Aberrant morphological brain networks in first-episode, treatment-naive adolescents with major depressive disorder

Author:

Qiu Xiaofan1,Li Junle1,Pan Fen2,Yang Yuping1,Zhou Weihua2,Chen Jinkai2,Wei Ning2,Lu Shaojia2,Weng Xuchu1,Huang Manli2,Wang Jinhui1

Affiliation:

1. South China Normal University

2. First Affiliated Hospital Zhejiang University

Abstract

Abstract Previous studies have shown that major depressive disorder (MDD) is associated with disrupted topological organizations of large-scale brain networks. However, the disruptions and their clinical and cognitive relevance are not well established for morphological brain networks in adolescent MDD. In this study, twenty-five first-episode, treatment-naive adolescents with MDD and nineteen healthy controls underwent T1-weighted MRI and a battery of neuropsychological tests. Individual morphological brain networks were constructed separately based on 4 morphological features, whose topological organizations were quantified by graph-based approaches.

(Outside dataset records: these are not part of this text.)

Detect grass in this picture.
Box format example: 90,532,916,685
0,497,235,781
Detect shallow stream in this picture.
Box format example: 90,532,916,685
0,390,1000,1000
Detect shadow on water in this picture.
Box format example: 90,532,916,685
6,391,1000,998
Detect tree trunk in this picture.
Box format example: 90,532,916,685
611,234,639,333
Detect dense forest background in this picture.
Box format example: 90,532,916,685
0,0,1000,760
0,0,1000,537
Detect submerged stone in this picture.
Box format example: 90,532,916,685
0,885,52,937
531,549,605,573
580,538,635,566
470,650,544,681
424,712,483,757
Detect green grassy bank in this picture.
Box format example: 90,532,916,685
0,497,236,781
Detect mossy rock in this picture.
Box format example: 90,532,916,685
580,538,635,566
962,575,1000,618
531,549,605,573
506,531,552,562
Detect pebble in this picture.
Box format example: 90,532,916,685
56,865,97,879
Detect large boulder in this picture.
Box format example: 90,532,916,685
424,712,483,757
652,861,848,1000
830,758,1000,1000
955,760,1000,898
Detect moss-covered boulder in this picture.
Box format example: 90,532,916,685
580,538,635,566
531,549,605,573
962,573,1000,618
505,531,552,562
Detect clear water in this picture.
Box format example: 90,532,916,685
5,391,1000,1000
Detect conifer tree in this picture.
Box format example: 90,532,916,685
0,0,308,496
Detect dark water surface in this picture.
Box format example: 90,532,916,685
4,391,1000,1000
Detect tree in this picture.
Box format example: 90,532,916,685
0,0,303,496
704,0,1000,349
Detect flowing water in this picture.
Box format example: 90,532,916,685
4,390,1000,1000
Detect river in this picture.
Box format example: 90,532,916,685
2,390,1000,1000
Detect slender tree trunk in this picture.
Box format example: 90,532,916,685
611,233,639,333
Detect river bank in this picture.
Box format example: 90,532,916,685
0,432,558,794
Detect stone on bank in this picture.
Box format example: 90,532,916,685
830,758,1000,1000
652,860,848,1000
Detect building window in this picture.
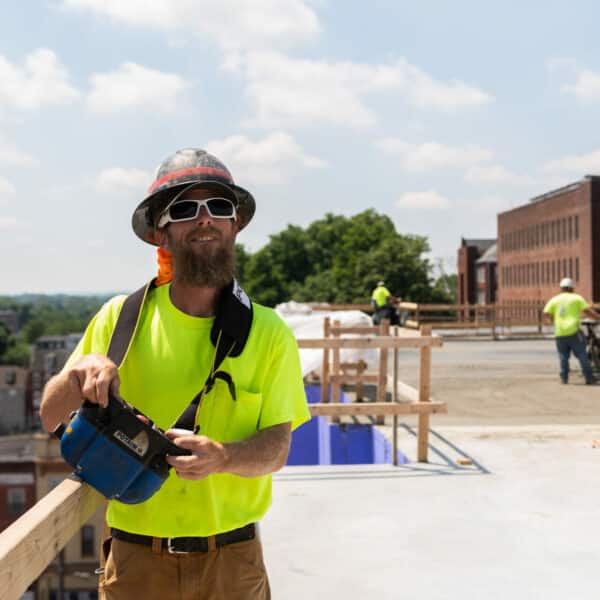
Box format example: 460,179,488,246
81,525,95,556
477,265,485,283
6,488,25,517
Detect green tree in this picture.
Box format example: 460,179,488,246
244,209,432,306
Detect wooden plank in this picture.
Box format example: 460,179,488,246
417,325,431,462
330,321,379,335
376,319,390,425
0,478,106,600
309,302,373,312
321,317,331,402
329,320,342,402
308,402,448,417
398,302,419,310
329,373,379,384
392,326,400,467
297,335,443,349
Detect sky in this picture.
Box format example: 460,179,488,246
0,0,600,294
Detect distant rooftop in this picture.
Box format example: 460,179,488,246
475,242,498,265
462,238,496,254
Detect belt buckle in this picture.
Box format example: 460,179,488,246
167,538,189,554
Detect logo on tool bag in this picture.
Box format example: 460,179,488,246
113,429,150,456
233,279,250,308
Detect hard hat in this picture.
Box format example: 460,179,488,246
131,148,256,246
560,277,575,289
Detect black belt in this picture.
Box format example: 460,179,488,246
111,523,256,554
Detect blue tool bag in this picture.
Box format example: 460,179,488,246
58,396,190,504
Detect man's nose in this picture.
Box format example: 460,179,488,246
196,206,212,225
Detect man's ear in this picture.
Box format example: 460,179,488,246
154,227,169,250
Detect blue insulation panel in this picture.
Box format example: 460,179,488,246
287,386,409,465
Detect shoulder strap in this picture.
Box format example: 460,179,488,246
106,279,156,367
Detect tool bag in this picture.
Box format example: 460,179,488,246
54,280,252,504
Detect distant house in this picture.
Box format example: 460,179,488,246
456,238,497,304
0,433,105,600
498,175,600,304
0,365,33,435
0,309,19,333
31,333,82,426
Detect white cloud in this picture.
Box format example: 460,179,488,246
396,190,450,210
237,52,493,127
0,136,39,167
63,0,320,52
0,48,79,110
207,131,327,185
542,150,600,176
0,217,19,229
94,167,153,193
465,165,535,186
0,175,17,204
87,63,190,114
375,138,494,173
561,69,600,102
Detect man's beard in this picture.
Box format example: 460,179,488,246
167,227,235,289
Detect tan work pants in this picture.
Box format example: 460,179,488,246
98,537,271,600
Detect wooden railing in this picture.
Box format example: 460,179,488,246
400,302,545,339
0,478,106,600
298,324,447,465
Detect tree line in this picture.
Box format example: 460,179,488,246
0,209,456,366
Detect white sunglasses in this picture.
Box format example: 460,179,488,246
156,198,236,229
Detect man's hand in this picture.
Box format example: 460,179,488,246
165,429,227,479
165,423,291,479
68,354,120,407
40,354,119,432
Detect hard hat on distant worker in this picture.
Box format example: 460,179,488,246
131,148,256,246
560,277,575,290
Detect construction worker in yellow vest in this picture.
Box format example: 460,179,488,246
371,280,398,325
544,277,600,385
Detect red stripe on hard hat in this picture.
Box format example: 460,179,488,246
148,167,233,194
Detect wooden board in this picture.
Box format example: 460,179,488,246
308,402,448,417
297,335,443,349
0,478,106,600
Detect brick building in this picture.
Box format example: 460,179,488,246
497,175,600,304
456,238,496,304
31,333,82,424
0,365,33,435
0,433,104,600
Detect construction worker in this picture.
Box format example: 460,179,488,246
40,148,309,600
371,280,398,325
544,277,600,385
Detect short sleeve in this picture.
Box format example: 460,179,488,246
259,322,310,430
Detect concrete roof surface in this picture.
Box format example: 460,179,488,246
261,424,600,600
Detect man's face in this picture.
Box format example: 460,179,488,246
160,189,238,288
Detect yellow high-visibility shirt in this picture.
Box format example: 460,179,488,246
65,285,310,537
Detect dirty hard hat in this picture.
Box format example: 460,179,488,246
560,277,575,289
131,148,256,246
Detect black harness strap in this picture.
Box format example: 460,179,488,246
107,279,253,430
106,279,156,367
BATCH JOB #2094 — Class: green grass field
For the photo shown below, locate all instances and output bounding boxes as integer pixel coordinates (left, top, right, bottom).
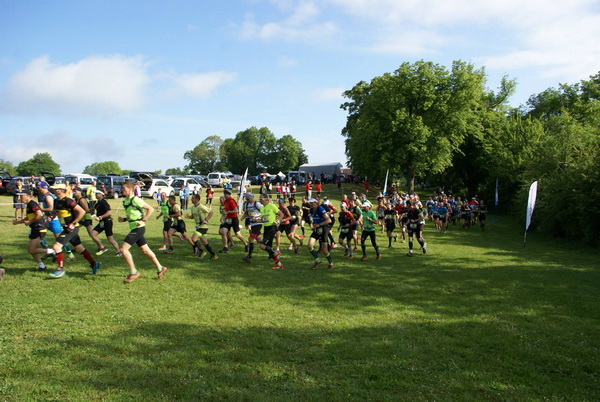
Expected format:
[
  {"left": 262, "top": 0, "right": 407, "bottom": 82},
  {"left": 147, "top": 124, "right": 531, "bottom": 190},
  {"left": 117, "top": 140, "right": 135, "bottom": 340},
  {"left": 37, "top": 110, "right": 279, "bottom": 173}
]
[{"left": 0, "top": 189, "right": 600, "bottom": 401}]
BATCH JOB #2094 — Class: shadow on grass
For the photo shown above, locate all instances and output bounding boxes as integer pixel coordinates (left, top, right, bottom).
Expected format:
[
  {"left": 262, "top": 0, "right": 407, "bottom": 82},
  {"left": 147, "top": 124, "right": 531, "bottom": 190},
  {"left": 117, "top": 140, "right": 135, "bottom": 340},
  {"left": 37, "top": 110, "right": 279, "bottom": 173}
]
[{"left": 5, "top": 322, "right": 600, "bottom": 400}]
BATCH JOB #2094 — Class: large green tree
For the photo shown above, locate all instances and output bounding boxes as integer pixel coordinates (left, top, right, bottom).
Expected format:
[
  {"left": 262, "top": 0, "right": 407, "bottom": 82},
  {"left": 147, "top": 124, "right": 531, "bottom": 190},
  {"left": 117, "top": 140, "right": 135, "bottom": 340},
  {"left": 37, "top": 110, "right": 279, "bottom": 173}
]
[
  {"left": 17, "top": 152, "right": 60, "bottom": 176},
  {"left": 183, "top": 135, "right": 223, "bottom": 174},
  {"left": 341, "top": 61, "right": 485, "bottom": 192},
  {"left": 83, "top": 161, "right": 123, "bottom": 176}
]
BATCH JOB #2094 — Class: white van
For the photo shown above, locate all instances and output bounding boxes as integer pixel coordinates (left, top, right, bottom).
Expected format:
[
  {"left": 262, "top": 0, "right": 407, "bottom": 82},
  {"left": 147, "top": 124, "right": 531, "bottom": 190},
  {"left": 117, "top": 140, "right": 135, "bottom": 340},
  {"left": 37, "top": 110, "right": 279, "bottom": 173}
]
[
  {"left": 206, "top": 172, "right": 227, "bottom": 187},
  {"left": 65, "top": 173, "right": 96, "bottom": 190}
]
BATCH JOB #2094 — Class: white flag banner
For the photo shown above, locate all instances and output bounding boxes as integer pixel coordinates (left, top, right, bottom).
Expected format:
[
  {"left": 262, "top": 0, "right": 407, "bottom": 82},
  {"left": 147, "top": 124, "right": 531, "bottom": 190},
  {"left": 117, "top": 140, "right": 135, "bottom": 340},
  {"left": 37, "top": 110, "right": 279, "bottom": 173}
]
[
  {"left": 383, "top": 169, "right": 390, "bottom": 195},
  {"left": 525, "top": 181, "right": 537, "bottom": 231},
  {"left": 494, "top": 179, "right": 498, "bottom": 206},
  {"left": 238, "top": 168, "right": 248, "bottom": 214}
]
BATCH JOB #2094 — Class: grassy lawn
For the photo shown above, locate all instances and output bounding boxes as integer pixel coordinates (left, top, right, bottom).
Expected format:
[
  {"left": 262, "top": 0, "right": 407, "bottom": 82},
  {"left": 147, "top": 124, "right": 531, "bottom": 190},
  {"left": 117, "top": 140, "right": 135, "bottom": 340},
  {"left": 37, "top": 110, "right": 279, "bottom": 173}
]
[{"left": 0, "top": 188, "right": 600, "bottom": 400}]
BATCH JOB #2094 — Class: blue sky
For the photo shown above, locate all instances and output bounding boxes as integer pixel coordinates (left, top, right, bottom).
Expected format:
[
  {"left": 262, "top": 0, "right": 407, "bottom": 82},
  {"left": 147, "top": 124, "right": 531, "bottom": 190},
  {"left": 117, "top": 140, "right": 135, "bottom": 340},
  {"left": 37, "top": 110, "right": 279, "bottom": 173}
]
[{"left": 0, "top": 0, "right": 600, "bottom": 173}]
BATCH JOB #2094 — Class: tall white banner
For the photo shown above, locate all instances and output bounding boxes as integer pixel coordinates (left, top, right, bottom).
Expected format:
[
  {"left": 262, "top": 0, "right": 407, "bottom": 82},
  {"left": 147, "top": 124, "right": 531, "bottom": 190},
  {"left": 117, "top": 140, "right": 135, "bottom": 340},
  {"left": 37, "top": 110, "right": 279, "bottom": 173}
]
[
  {"left": 383, "top": 169, "right": 390, "bottom": 195},
  {"left": 238, "top": 168, "right": 248, "bottom": 214},
  {"left": 525, "top": 181, "right": 537, "bottom": 231}
]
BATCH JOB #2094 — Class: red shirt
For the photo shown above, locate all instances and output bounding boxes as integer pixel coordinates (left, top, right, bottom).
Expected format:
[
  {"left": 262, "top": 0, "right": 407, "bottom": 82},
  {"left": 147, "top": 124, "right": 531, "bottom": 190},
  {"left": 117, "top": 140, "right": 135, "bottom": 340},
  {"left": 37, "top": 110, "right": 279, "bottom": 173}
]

Permutation testing and partial correlation were used to examine between-group differences and clinical and cognitive relevance of the differences, respectively. Finally, support vector machine was used to classify the patients from controls. Compared with the controls, the patients exhibited topological alterations mainly in cortical thickness-based networks characterized by higher nodal centralities in parietal (left PriMary Sensory Cortex) but lower centralities in temporal (left ParaBelt Complex, right Perirhinal Ectorhinal Cortex, right Area PHT and right Ventral Visual Complex) regions. Moreover, decreased nodal centralities of some temporal regions were correlated with cognitive dysfunction and course of illness of the patients. These results were largely reproducible for binary and weighted network analyses. Finally, topological properties of the cortical thickness-based networks were able to distinguish the patients from controls with 87.6% accuracy. In short, adolescent MDD is associated with abnormal local organizations of morphological brain networks, which provide potential biomarkers for diagnosing and monitoring the disease.